魔族はエミリーが教会に安置された情報や、巫女たちがエミリーを追悼する大集会を開く情報を入手した。そしてそのタイミングで教会関係者を襲撃した。それも魔族自らではなく、低級な知能を持つ魔獣のゴブリンの集団を嗾けて襲わせたのだ……。

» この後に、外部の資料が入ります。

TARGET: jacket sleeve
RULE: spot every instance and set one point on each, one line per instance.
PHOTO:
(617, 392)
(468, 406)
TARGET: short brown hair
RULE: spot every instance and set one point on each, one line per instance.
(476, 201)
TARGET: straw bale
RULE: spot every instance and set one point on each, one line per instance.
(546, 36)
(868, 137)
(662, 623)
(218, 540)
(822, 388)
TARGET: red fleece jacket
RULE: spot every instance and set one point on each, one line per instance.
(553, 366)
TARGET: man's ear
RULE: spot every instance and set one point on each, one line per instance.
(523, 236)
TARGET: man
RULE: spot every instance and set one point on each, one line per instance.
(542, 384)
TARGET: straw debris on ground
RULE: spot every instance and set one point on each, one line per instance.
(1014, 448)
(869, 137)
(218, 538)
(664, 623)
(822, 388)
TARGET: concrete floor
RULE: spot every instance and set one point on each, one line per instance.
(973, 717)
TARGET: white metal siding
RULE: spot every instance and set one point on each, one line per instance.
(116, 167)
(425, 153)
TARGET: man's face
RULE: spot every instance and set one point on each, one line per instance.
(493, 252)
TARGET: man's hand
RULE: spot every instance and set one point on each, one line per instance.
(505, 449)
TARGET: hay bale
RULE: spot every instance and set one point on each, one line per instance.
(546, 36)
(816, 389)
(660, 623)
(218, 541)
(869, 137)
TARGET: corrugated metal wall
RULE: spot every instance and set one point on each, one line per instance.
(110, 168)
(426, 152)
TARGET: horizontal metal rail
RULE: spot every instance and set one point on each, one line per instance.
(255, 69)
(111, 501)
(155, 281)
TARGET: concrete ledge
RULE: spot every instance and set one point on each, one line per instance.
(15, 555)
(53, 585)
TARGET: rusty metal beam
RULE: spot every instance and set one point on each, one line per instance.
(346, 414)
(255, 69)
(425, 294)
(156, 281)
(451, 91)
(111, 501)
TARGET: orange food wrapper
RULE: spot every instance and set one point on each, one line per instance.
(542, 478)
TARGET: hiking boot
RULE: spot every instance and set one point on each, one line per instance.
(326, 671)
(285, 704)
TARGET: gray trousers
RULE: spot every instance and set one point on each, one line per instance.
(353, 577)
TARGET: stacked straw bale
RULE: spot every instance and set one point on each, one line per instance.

ゴブリン達は人族を襲い孕ませることを至高の喜びにしていた。一方、教会には歴戦の戦士たちは既に魔族達に殲滅されていたため、巫女や戦争に加われないような老人や子供たちばかりであった。
ゴブリン達の襲撃は凄惨を極めた。
エミリーはその全てを生きながらに見せられていた。
目を見開かれた状態で固定されていたため、目を閉じることもできず。
磔にされた体では顔を背けることも、下を向くことも出来ない。
声を上げて罠があることを伝えることもできず。
耳から届く戦士や巫女たちの悲鳴を塞ぐこともできない。
倒れ行く人族を目の前にして、そこへ回復支援もできない。
ただひたすら、自身の前に倒れ行く者達を眺めることしか出来ない……。
<<だれか、だれか、助けてください……>>
エミリーの魂は叫んだ……。
前作からの流れで、新規に始めました。